More than one little drinkie, actually; several little drinkies. She tottered up to her feet, took the decanter by its stout glass neck and lifted it above her head. He gave her one look of stunned amazement and, as the bottle hit him, stepped back and fell, grazing his temple on the hard edge of the marble mantelpiece. She put back the decanter slowly on its tray and knelt down beside him. After a little while she realised that he was dead.
Wonderful how it sobered you up. One minute, you were half tight, reeling, stupefied, boiling up within you the pain and indignation of the ultimate insult; and all of a sudden cool again, cold again, aware and very much afraid. But thinking, quickly. I hardly touched him. Well, yes, I hit him. But he scraped his head on the mantelpiece as he fell, it could have been that. I could just have been—talking to him. He’d had a few drinks before he came, he slipped and fell backwards, he banged his poor head. I didn’t hit him, I didn’t touch him, it’s nothing to do with me. And she picked up the decanter and wiped from its neck any grip marks that might be there, and handled it as though it had been used merely for p
ouring out whiskies, and put it back on its tray. And knelt down again—and touched with her fingers the blood oozing from his head wound, and tweaked out a grey hair, and stood up and smeared her finger against the edge of the mantelpiece, and held the hair against it so that it stuck there….It was horrid, doing it, but she knew, as she had known at the doctor’s with a flash of insight, that in fact she no longer loved him, wouldn’t really have wanted him back: to touch him did not terribly upset her. It will be nicer without him, she thought. I can move away, where I won’t be looked down on, be talked about, by those horrible people up there, out on the balcony.
Out on the balcony! On this sunshine-y evening, they would be out on the balcony—leaning over, peering into her window: seeing it all!

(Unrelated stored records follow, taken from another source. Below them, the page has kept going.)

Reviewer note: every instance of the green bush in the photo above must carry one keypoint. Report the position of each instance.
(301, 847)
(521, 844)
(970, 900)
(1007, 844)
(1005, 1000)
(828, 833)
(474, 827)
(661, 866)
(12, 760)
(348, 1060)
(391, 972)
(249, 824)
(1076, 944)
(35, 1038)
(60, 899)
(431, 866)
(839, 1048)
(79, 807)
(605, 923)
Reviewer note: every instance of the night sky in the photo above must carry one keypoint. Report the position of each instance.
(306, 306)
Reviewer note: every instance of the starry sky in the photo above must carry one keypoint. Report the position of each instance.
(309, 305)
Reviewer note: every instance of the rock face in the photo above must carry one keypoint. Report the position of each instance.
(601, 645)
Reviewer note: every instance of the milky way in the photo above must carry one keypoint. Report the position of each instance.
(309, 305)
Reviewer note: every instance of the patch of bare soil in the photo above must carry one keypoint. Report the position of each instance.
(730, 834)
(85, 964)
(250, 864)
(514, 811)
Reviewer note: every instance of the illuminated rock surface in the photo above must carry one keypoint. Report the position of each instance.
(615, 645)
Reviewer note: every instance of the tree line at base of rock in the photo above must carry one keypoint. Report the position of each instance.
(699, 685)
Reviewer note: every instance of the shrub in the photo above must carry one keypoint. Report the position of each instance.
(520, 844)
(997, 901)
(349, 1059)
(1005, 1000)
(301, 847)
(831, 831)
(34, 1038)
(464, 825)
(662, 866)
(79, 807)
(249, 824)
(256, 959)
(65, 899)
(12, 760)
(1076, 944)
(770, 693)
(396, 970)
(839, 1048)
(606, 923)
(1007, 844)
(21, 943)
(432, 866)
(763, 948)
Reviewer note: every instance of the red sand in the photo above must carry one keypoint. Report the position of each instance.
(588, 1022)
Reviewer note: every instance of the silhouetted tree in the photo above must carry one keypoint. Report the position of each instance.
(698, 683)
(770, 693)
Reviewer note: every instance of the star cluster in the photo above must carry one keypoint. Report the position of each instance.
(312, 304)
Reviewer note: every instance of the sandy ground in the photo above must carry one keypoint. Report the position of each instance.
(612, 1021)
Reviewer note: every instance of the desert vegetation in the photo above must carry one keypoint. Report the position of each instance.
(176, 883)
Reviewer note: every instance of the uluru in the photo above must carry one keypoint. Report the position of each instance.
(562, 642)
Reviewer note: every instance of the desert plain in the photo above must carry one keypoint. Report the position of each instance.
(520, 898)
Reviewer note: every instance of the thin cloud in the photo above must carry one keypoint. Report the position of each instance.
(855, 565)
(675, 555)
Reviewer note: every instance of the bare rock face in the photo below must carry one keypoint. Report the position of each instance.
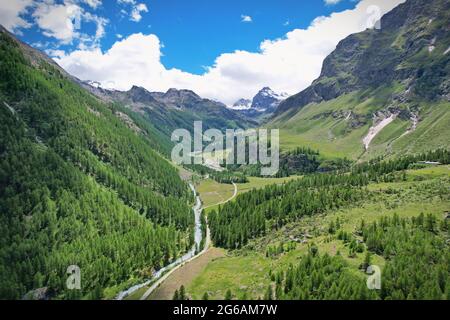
(264, 103)
(397, 53)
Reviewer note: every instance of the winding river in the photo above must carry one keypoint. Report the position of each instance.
(189, 255)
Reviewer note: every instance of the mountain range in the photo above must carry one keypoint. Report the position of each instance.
(263, 104)
(380, 92)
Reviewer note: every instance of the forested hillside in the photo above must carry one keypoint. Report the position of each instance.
(258, 212)
(80, 185)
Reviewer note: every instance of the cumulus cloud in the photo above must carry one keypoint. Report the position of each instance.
(288, 64)
(62, 21)
(332, 2)
(136, 9)
(93, 3)
(10, 14)
(245, 18)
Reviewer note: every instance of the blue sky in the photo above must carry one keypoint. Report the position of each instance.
(222, 49)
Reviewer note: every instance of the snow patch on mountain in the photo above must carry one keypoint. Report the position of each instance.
(242, 104)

‘He’s fell over,’ said the old woman. ‘He’s lying there. She’s—what’s she doing now?’
‘Leaning over him,’ said the daughter. ‘He’s dead, she can see he’s dead. She’s killed him.’
‘Hit him with that there glass bottle,’ said the daughter’s husband. ‘What’s she up to now?’
‘Wiping the neck of it,’ said the granddaughter.
‘Covering up her traces,’ said the grandson, eagerly.
‘Kneeling down again. She’s… Will I never!’ said the daughter. ‘What’s all this for?’
‘Blood on the mantelpiece. She’s going to pretend he hit his head there. Going to pretend he was drinking and fell over. Just slipped and fell, she never hit him, it’s nothing to do with her. I’ll tell you what,’ said the old grandfather, slowly, ‘I think we should inform the police….’
Mrs. Jennings stood listening—listening….She could almost hear them now, she knew so well what they would be saying. After a little while, she went to the telephone. ‘Police? Would you come round.’ She gave her address. ‘I think I’ve just killed my husband. He’s lying here dead.’ She replaced the receiver and went and stood in the window, looking up at them. ‘I don’t know why I said “I think”,’ she said. ‘You’ll tell them anyway.’
‘Police?’ the daughter’s husband was saying. ‘You’d better come round. We’ve just seen a murder committed.’